Low level "bit-twiddling" performance...

GordonBGood commented 7 months ago

Description

There have been some performance benchmarks written that show that Roc is "in there" as to running a simple QuickSort on various amounts of random data in spite of being purely functional using persistent data structures due to doing mutation in-place when such mutation cannot be detected "from the outside"; however, a random sorting algorithm doesn't really push low level speeds as much of the time is taken by missed branch predictions, as can be seen by the fastest compared language (C++) being less than twice as fast as the slowest compared language (JavaScript).

To properly evaluate this, a benchmark that is only dependent on raw low-level CPU computation speed is more appropriate, and for this I use a version of odds-only Sieve of Eratosthenes over a bit buffer no larger than the CPU L1 cache, which benchmark runs in C/C++ in about 1.5 CPU clock cycles per culling operation on a modern CPU. I made my best attempt at this in Roc and it is about 20 times slower at 30 CPU clock cycles per operation.

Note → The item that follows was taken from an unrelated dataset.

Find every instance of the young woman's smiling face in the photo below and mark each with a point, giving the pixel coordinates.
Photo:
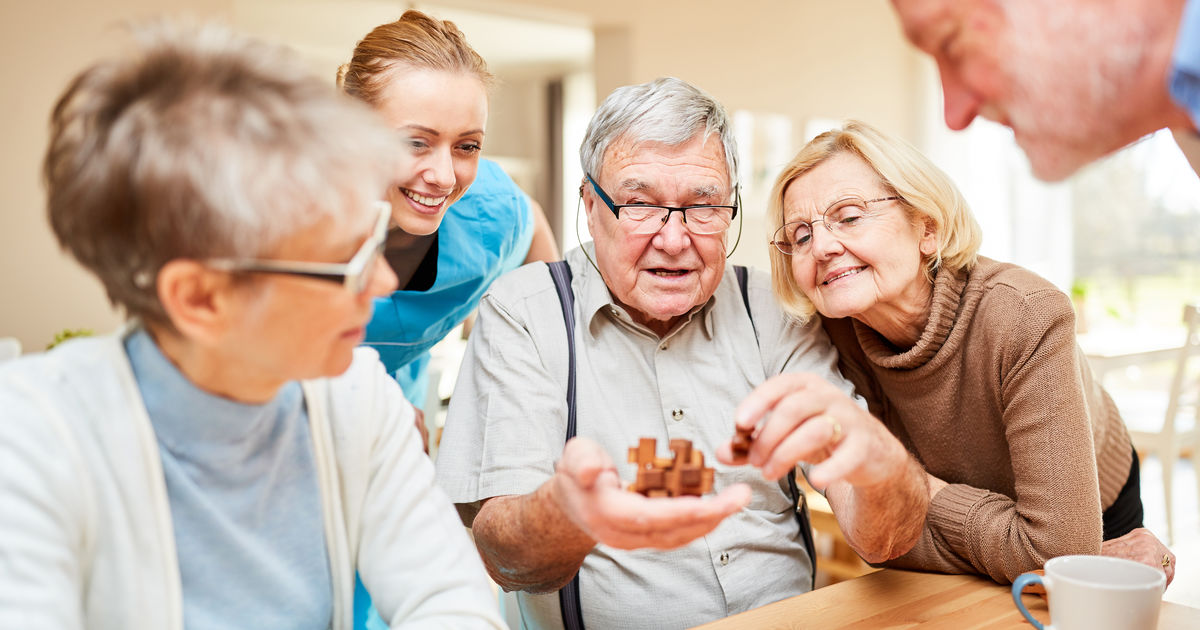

As Roc doesn't have something called contiguous arrays, I checked the implementation of Roc List's and that is what they actually are, as implied in some documentation. I will provide both my Roc code and C code for this benchmark so it can be seen that they both do the same thing. Some will immediately comment that I should profile the program to identify the "hot spot", but it is obvious that his program spends almost all of its time in the innermost simple culling loop. Memory management is also not an issue here as the benchmark program allocates just one List to run the benchmark over at least hundreds of milliseconds.

I am new to Roc, and it is possible that I am missing some techniques for optimization or compiler environment that must be provided for performance.

My Testing Environment

Fedora 39 Linux x86_64 with the prerequisites as per the installation instructions.

The nightly build of Roc as of 21 Jan 2024 decompressed with the File extract tool.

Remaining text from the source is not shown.